Cell adhesion kinase β (CAKβ/PYK2) is the second protein-tyrosine kinase of the focal adhesion kinase subfamily. We identified a cDNA that encodes a CAKβ-binding protein. This cDNA clone encodes the human homologue of Hic-5, the cDNA of which was cloned in 1994 as transforming growth factor β1- and hydrogen peroxide-inducible mRNA. We found that Hic-5 exclusively localized at focal adhesions in a rat fibroblast line, WFB. This localization of Hic-5 was confirmed in WFB cells expressing Myc-tagged Hic-5. The amino acid sequence of Hic-5 is highly similar to that of paxillin in the four LD motifs as well as in the four contiguous LIM domains.

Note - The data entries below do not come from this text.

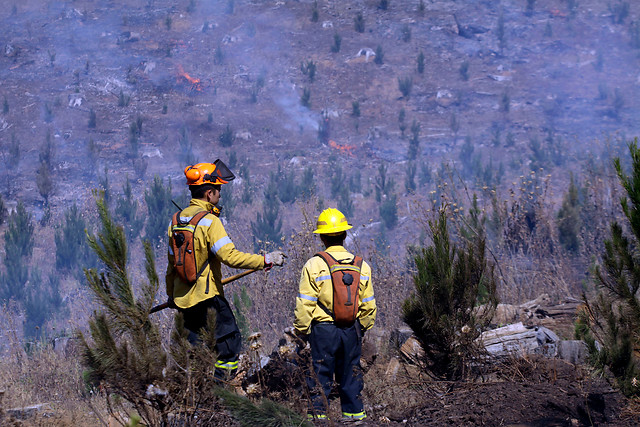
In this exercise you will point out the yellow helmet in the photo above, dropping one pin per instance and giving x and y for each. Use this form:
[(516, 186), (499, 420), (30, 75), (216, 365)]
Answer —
[(331, 221)]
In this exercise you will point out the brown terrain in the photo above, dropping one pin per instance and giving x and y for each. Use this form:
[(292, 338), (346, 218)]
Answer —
[(511, 103)]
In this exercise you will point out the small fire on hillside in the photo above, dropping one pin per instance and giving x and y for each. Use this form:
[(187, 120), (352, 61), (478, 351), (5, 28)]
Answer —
[(196, 84), (345, 149)]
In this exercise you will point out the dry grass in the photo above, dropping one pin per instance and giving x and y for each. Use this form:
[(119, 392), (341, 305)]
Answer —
[(48, 378)]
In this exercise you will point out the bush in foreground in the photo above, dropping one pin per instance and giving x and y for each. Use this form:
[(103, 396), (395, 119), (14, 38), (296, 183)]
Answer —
[(610, 321), (125, 358), (454, 300)]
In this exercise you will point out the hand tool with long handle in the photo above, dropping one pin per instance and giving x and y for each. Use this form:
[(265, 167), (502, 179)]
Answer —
[(224, 282)]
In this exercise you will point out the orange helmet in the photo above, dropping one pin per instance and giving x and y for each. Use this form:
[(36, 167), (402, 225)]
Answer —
[(215, 173)]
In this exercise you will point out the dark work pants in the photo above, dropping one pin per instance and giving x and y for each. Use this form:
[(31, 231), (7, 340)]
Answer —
[(336, 351), (228, 339)]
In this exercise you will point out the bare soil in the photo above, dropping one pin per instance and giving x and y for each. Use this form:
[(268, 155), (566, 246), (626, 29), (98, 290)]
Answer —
[(533, 392)]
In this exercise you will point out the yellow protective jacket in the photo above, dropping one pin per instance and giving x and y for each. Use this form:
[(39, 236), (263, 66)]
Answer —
[(210, 241), (315, 286)]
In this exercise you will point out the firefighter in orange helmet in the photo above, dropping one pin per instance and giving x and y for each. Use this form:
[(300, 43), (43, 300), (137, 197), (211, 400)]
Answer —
[(211, 247)]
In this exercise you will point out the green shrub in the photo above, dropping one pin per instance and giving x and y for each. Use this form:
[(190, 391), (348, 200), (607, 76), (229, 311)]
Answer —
[(410, 178), (18, 248), (267, 228), (218, 56), (505, 102), (345, 202), (406, 33), (127, 359), (500, 33), (287, 188), (420, 62), (126, 211), (42, 302), (379, 55), (464, 70), (382, 184), (355, 108), (454, 300), (92, 119), (404, 85), (3, 210), (612, 317), (569, 221), (159, 211), (44, 182), (186, 147), (337, 181), (231, 4), (72, 250), (123, 99), (389, 211), (337, 42), (305, 98), (308, 68), (530, 7), (307, 184), (229, 201)]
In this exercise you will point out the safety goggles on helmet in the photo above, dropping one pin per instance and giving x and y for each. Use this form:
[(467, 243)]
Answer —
[(215, 173)]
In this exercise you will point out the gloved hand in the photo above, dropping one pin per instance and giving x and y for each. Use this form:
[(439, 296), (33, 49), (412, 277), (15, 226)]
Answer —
[(274, 258)]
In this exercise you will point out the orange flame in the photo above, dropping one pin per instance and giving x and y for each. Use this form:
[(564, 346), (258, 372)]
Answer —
[(345, 149), (195, 83)]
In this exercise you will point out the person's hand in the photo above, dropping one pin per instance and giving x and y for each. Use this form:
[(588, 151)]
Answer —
[(302, 337), (274, 258)]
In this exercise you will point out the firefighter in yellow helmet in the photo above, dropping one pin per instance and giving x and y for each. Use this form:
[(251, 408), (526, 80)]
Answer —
[(335, 306), (211, 247)]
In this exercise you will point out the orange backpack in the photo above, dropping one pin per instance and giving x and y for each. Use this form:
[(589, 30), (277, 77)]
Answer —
[(183, 248), (345, 278)]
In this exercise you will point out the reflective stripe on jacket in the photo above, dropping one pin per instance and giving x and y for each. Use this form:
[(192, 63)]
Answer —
[(210, 241), (315, 285)]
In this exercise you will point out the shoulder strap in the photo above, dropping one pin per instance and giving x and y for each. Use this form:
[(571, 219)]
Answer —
[(195, 220)]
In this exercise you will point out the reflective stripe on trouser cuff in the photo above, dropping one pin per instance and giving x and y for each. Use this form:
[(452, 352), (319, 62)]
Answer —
[(356, 416), (226, 365), (316, 417)]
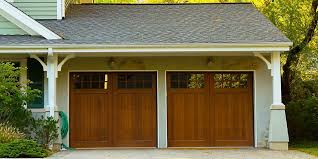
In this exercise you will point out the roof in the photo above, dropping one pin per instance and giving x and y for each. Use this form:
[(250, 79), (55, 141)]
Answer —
[(149, 24)]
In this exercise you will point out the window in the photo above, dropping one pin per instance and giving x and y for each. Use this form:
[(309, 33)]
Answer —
[(187, 80), (230, 80), (90, 80), (134, 80), (36, 76)]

The Hic-5 N-terminal domain directly associated in vitrowith the extreme C-terminal region (residue 801 to the end) of CAKβ. CAKβ was coimmunoprecipitated with Hic-5 from the WFB cell lysate. The coimmunoprecipitation of CAKβ with Hic-5 was markedly inhibited by the addition of the extreme C-terminal region of CAKβ. Coimmunoprecipitation of Hic-5 with CAKβ, which was shown in COS-7 cells doubly transfected with cDNA constructs of CAKβ and Myc-tagged Hic-5, was lost when the CAKβ amino acid residues 741–903 were deleted. Hic-5 was tyrosine-phosphorylated in Src-transformed 3Y1 cells and in cells treated with pervanadate. Hic-5 associated with CAKβ was selectively tyrosine-phosphorylated in WFB cells exposed to hypertonic osmotic stress. These results indicate that Hic-5 is a paxillin-related component of focal adhesions and binds to CAKβ, implying possible involvement of Hic-5 in the downstream signaling of CAKβ.